Arthur Lee Stevenson (May 7, 1926 – May 7, 1991), known as Kansas City Red, was an American blues drummer and vocalist who played a major role in the development of urban blues. He performed and recorded with many notable blues artists, such as David "Honeyboy" Edwards, Robert Nighthawk, Sunnyland Slim, and Walter Horton.

Biography

Stevenson was born in Drew, Mississippi. After he was rejected for military service in 1942, he took a brief trip to Kansas City and became known Kansas City Red. David "Honeyboy" Edwards was his first musical influence. He started following Robert Nighthawk in the early 1940s, and when Nighthawk's drummer was ill and unable to play a gig, Red offered to fill in, even though he had never played drums.

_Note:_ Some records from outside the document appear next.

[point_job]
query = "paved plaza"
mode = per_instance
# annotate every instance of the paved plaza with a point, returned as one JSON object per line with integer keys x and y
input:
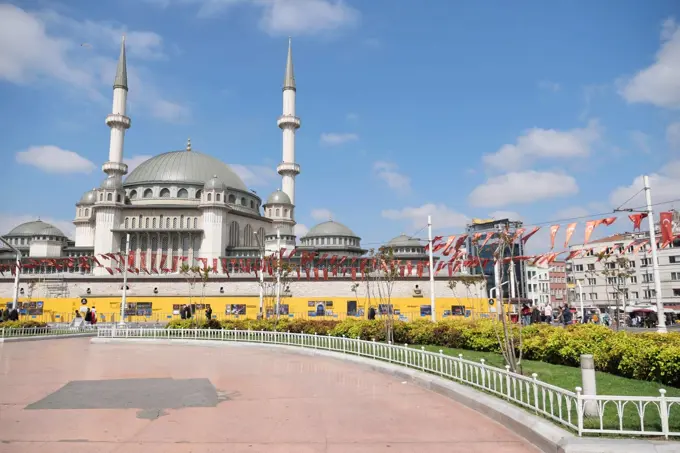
{"x": 73, "y": 396}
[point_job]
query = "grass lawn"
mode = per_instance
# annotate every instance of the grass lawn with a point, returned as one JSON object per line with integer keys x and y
{"x": 569, "y": 378}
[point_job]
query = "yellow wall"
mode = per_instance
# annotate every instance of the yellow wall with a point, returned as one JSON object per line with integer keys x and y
{"x": 63, "y": 309}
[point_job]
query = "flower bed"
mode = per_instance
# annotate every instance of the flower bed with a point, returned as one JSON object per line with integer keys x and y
{"x": 643, "y": 356}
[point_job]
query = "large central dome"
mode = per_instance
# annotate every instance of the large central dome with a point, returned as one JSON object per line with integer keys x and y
{"x": 187, "y": 167}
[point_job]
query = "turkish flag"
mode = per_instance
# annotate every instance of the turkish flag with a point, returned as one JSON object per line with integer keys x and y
{"x": 666, "y": 220}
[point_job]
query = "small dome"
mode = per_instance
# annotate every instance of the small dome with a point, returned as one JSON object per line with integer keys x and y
{"x": 404, "y": 241}
{"x": 214, "y": 183}
{"x": 35, "y": 228}
{"x": 88, "y": 198}
{"x": 330, "y": 228}
{"x": 112, "y": 183}
{"x": 278, "y": 197}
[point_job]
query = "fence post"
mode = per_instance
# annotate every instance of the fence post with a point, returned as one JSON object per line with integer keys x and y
{"x": 588, "y": 384}
{"x": 663, "y": 413}
{"x": 535, "y": 385}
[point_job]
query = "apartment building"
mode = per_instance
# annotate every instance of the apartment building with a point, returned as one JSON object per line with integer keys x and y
{"x": 626, "y": 276}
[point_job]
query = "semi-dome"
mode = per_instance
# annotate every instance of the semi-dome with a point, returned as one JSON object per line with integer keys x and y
{"x": 214, "y": 183}
{"x": 111, "y": 183}
{"x": 404, "y": 241}
{"x": 278, "y": 197}
{"x": 330, "y": 228}
{"x": 184, "y": 167}
{"x": 88, "y": 198}
{"x": 36, "y": 228}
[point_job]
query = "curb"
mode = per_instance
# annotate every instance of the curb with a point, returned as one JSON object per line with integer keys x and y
{"x": 542, "y": 433}
{"x": 46, "y": 337}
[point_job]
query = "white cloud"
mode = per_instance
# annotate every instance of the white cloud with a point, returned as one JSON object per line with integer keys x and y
{"x": 641, "y": 141}
{"x": 255, "y": 175}
{"x": 659, "y": 84}
{"x": 549, "y": 86}
{"x": 134, "y": 161}
{"x": 9, "y": 220}
{"x": 522, "y": 187}
{"x": 665, "y": 187}
{"x": 335, "y": 139}
{"x": 442, "y": 216}
{"x": 539, "y": 143}
{"x": 389, "y": 173}
{"x": 300, "y": 230}
{"x": 283, "y": 17}
{"x": 52, "y": 159}
{"x": 42, "y": 47}
{"x": 673, "y": 135}
{"x": 512, "y": 215}
{"x": 322, "y": 215}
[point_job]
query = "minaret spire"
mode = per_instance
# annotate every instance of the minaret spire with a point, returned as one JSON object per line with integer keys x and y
{"x": 117, "y": 120}
{"x": 289, "y": 123}
{"x": 121, "y": 71}
{"x": 289, "y": 79}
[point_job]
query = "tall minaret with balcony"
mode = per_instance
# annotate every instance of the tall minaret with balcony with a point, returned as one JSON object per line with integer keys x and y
{"x": 289, "y": 124}
{"x": 110, "y": 197}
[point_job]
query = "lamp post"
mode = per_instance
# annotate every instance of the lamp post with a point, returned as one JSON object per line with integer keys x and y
{"x": 17, "y": 272}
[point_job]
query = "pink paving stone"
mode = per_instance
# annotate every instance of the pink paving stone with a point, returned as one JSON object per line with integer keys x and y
{"x": 277, "y": 402}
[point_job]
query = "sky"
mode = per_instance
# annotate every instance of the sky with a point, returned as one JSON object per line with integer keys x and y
{"x": 539, "y": 111}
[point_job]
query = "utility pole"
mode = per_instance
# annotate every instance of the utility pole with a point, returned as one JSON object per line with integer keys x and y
{"x": 123, "y": 300}
{"x": 278, "y": 272}
{"x": 661, "y": 326}
{"x": 432, "y": 299}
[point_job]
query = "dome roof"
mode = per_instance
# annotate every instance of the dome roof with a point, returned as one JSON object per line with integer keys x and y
{"x": 88, "y": 197}
{"x": 330, "y": 228}
{"x": 214, "y": 183}
{"x": 278, "y": 197}
{"x": 35, "y": 228}
{"x": 111, "y": 183}
{"x": 184, "y": 167}
{"x": 404, "y": 241}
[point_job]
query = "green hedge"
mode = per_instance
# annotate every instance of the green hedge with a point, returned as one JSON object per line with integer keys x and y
{"x": 21, "y": 324}
{"x": 643, "y": 356}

He was Nighthawk's drummer until around 1946. Nighthawk recorded Red's song “The Moon Is Rising”. Red became part of Sonny Boy Williamson II's inner circle, playing on the famed King Biscuit radio show in Helena, Arkansas.  
He had brushes with the law and trouble with women and jealous boyfriends in the South and in California before moving to southern Illinois.

He moved to Chicago in the 1950s and was a regular performer in Chicago blues clubs, playing with Johnny Shines, Walter Horton, Sunnyland Slim, Earl Hooker, Blind John Davis, Johnny "Man" Young, Robert Lockwood, Jr., Eddie Taylor, Floyd Jones, Elmore James, and Easy Baby (Alex Randall), among others. He briefly played with Honeyboy Edwards, and in the 1950s he formed a band with Earl Hooker. He led his own bands, including one in which Jimmy Reed gained some early professional experience. He owned and operated well-known clubs on Chicago's West Side, such as the Boola Boola, the Shangri-La, and the Club Reno.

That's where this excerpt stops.